The following day she read in the
Times
that, given his interest in the matter, the Home Secretary was personally reviewing and approving all funds allocations made on behalf of the gaols project. His approach, he said, would be conservative, no room for high-risk ventures, only agriculture stocks, possibly coal. Corinna smiled over her cup of chocolate and sank back into her satin pillows.

Ian did not call on her. She was foolish to half-expect him to, but when he failed to appear she blamed her overly optimistic turn of mind and set out to distract herself from the unhappiness gnawing at her insides.

She sat down at her desk and created her most sparkling salon guest list yet. It failed to cheer her.

When Ladies Chance and Dare arrived to take her on a shopping trip for the countess’s wedding, Corinna accepted the distraction with relief. In a glove shop on Bond Street, Calista turned to her abruptly and said, “The oddest thing, Cora; Ian has gone up to Dashbourne and won’t be back until the wedding.”

Corinna blinked. “I’m sure he has a great deal to do there.”

“I cannot see what,” his sister replied, shaking her head over a pair of violently yellow kid gloves. “Harvest is long past, and it’s nearly a day’s drive there and another day’s return. He might have waited until after our parents are wed, don’t you think?”

She couldn’t think at all. Her hopeful imagination wanted to believe he would have come to see her if he hadn’t had business to attend to elsewhere. She needed to believe it.

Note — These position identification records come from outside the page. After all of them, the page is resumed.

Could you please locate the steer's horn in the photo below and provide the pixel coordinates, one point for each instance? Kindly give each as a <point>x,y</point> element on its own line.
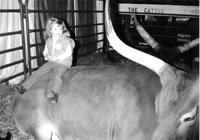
<point>189,45</point>
<point>151,62</point>
<point>146,36</point>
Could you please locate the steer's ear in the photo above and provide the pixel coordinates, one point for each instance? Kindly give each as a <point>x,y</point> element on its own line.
<point>189,116</point>
<point>188,119</point>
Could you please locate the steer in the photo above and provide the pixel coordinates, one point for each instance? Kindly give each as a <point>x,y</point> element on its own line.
<point>155,102</point>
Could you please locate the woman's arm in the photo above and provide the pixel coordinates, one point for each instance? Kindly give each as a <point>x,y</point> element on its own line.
<point>68,51</point>
<point>45,52</point>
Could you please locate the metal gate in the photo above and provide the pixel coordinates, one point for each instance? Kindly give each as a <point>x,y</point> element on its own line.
<point>33,15</point>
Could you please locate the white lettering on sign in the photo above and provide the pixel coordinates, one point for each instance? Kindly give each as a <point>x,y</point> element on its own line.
<point>159,9</point>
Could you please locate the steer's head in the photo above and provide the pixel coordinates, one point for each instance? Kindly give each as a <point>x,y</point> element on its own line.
<point>177,102</point>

After he spoke to her so directly in front of Gregory, knowing without her saying how worried she was that she had put his reputation in danger, she wanted to believe the best of him.

“Good afternoon, ladies.”

Corinna looked up into the handsome face of the Baron of Grace. During their ride in the park three days earlier, he had been the portrait of gentlemanly courtesy. Even under the pressure of her concerns that morning, it had tickled her that she knew another side of him that no woman would ever see. But it wasn’t so very different from this side. He was a good man, despite his brandy and cards. Corinna wished she could tell Ian that, and everything else she’d been thinking since they’d met in the park.

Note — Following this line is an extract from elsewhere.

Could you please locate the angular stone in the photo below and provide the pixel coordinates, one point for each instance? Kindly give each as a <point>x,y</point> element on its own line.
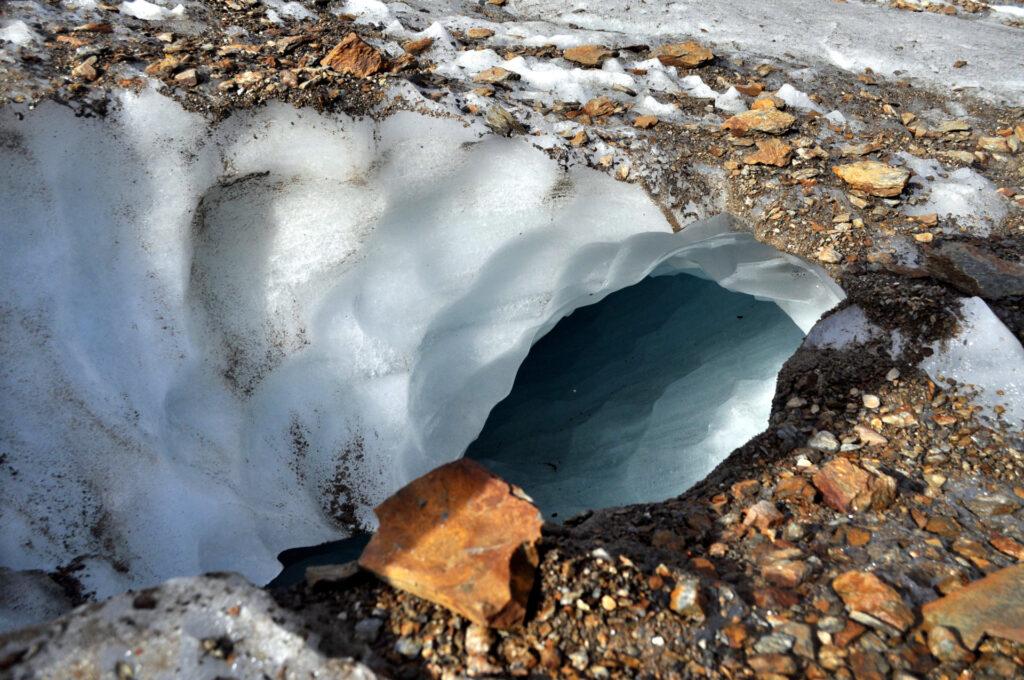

“How delightful to see you, my lord,” Calista chirped. “Have you seen my brother?”

He bowed to Lady Chance who was across the shop, then returned his attention to the marchioness. “Which brother, my lady?”

“Ian, of course. Has he returned from the country yet?”

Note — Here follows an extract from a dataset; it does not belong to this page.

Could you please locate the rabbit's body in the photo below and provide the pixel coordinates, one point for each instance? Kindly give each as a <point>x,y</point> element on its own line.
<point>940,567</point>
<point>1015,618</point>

“I don’t believe so. Lady Corinna, may I trouble you for advice on a pair of gloves I’ve been considering for some time. I admire your taste in fashion and believe I could trust you to help me make the correct decision.”

“Of course.”

Calista gave her a curious look as she moved to a display case with the baron. He pointed within it.

“I hope I don’t overstep my bounds, my lady,” he said quietly, “to speak with you in this manner.”

“What manner is that, my lord?”

He studied her for a moment. “Chance told me of his brother’s trouble, and I lent a hand where I was able. Just as you did. Admirably, may I add?”

“I did only as I might for my own brother if I had one.”

“Hm. I daresay.” He glanced at the gloves before them, then again at her face. “I don’t know if you have yet heard from young Gregory. It is all settled. Patterson has withdrawn his threat and Sparks is routed. It seems Sparks is in fact now on his way to Paris to fleece unsuspecting Englishmen in exile rather than at home, and Patterson is suitably chastised, such that he will not attempt to blacken my friend’s name again.”

“Oh, I am relieved to hear it.” Corinna released a breath, then her brow puckered. “Lord Chance did not threaten Lord Patterson, did he?”

“Did he call him out? No.” He shook his head, lifting a dark golden brow. “Chance isn’t interested in that sort of cockerel show. Except on one occasion, of course.”

Abernathy.

Warmth stole into Corinna’s cheeks—ridiculous, since she had been the one to strike the Marquess of Abernathy. But Ian had countenanced it, and it was his idea to call out Abernathy in the first place. Even when he hated her he defended her and kissed her. He was thoroughly impossible, and he owned her heart.